Typographic improvements for Jekyll/kramdown
My blog is build with Jekyll and I write my posts with kramdown. This works nicely, but I wanted to implement some typographic subtleties that need support in the converter that produces the HTML. This blog post describes how I implemented this using some small Jekyll plugins. All of these plugins can be found on the plugin page of the blog.
No hyphenation for URLs
The blog enables hyphenation via CSS (hyphens: auto;
). This works
well, but certain content should not be hyphenated. URLs may contain
dashes, so any additional hyphenation leads to the display of invalid
URLs. While the actual link still works, the user will see the mangled
string. Of course, I cannot simply disable hyphenation for links
(<a>
tags), since the link text may consist of normal words, such
as this one. Hyphenation should be
disabled only if the link text is an actual URL, like
https://en.wikipedia.org/. For that I use a simple heuristic: If the
link text and the actual link are the same, disable hyphenation. This
is implemented by adding a class no-hyphenation
to these links and
disabling hyphenation with CSS.
The Jekyll plugin (at the time of writing) subclasses the kramdown HTML converter to modify how kramdown produces links:
class Kramdown::Converter::TBHtml < Kramdown::Converter::Html
def convert_a(el, indent)
link_text = inner(el, indent)
if el.attr["href"] == link_text
if el.attr.key?("class")
el.attr["class"] += " no-hyphenation"
else
el.attr["class"] = "no-hyphenation"
end
end
super(el, indent)
end
end
This simply adds a class no-hyphenation
to the <a>
element if the
link equals the link text. This class can then be styled using CSS. In
case the automatic detection fails, you can still add the class
manually. The CSS is very simple:
.post-content {
hyphens: auto;
}
.post-content .no-hyphenation {
hyphens: manual;
}
The final missing piece is how to make Jekyll use this generator. First, we need to register a new Markdown dialect:
class Jekyll::Converters::Markdown
class KramdownTB < KramdownParser
def convert(content)
Kramdown::Document.new(content, @config).to_t_b_html
end
end
end
This code subclasses the standard kramdown converter in order to keep
all its features intact. Finally, add something like the following to
_config.yml
:
markdown: KramdownTB
I unimaginatively used my initials and named the converter
KramdownTB
, but the name does not matter. If adapting this code, you
should take note of the magic in the above Ruby snippet: The name of
the converter class (TBHtml
) is mangled into the function
to_t_b_html
, i.e., every uppercase letter is converted to lowercase
followed by an underscore.
Adding space to ALL CAPS
If you use all caps text, you usually want to add some letterspacing. Why? Because it is easier to read and looks better: lammps vs. LAMMPS. The effect is subtle, but I think it improves legibility. While one should generally avoid all caps text, the appearance of acronyms is also improved. Therefore, I wanted this on my blog.

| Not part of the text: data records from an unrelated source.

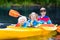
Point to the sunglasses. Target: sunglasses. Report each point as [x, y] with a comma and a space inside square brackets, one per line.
[42, 10]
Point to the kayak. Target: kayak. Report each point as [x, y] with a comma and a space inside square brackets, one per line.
[33, 33]
[21, 32]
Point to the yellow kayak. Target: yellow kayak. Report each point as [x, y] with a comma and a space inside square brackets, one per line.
[22, 32]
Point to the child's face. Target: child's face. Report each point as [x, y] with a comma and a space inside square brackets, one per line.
[33, 17]
[43, 12]
[22, 21]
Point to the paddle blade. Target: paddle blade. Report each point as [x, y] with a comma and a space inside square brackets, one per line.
[14, 13]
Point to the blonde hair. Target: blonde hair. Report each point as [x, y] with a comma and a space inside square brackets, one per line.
[22, 17]
[33, 13]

There is no 100% reliable detection of all caps, so I use heuristics that are good enough in most cases. The rest can be fixed manually. The plugin implementing this searches for the regular expression:
[\p{Upper}0-9](?:[\p{Upper}0-9.'’]|&)+(?!\w\w)
The first part, [\p{Upper}0-9]
, matches strings that start with with a
number or an uppercase letter.
This must be followed by one or more uppercase letters, numbers, full
stops, apostrophes, or ampersands: (?:[\p{Upper}0-9.'’]|&)+
.
Finally, (?!\w\w)
, the matched string may not be followed by more
than one letter. This ensures that plurals like “URLs” are matched,
but not “XCharter”.
The code looks somewhat like this:
def span_allcaps(text)
text.gsub(%r{[\p{Upper}0-9]
(?:[\p{Upper}0-9.'’]|&)+
(?!\w\w)
}x) do |m|
if m.to_s.gsub(/\p{^Upper}/, "").length > 1
"<span class=\"allcaps\">#{m}</span>"
else
m
end
end
end
There is an additional check to ensure that we have not matched a number, but have at least one letter in there. The matching CSS is simply:
.allcaps {
letter-spacing: 0.05em;
}
I found that the best place to employ this function is in the
convert_text
method of the kramdown HTML converter. So let’s add it
to the TBHtml
class from above:
class Kramdown::Converter::TBHtml < Kramdown::Converter::Html
def convert_text(el, indent)
return span_allcaps(super)
end
end
In my testing this seems to apply it in all the right cases.
Small caps
Sometimes, it is nice to have support for small caps in your
text. In theory, we can do this in Markdown by adding a class sc
*small caps*{:.sc}
and styling it using CSS:
.sc {
font-style: normal; /* disable italics */
font-variant: small-caps;
font-variant-numeric: oldstyle-nums; /* small caps look
best together with oldstyle numbers */
}
For my blog, there is one problem though: The font that I use, Bitstream Charter, does not support small caps. One would have to buy those and this is not only expensive but comes with weird licenses. I wanted to stay with free software. So what happens when applying the above CSS? Ugliness: what is this? These fake small caps should be completely avoided. Luckily, there is a little-known solution. Michael Sharpe created an extension to the Charter font for LaTeX and named it XCharter. This package also contains OpenType font files that can be converted for the web. Using this font for small caps yields much better results: in july 1969, man first landed on the moon. As you can see, the font also supports old style numbers.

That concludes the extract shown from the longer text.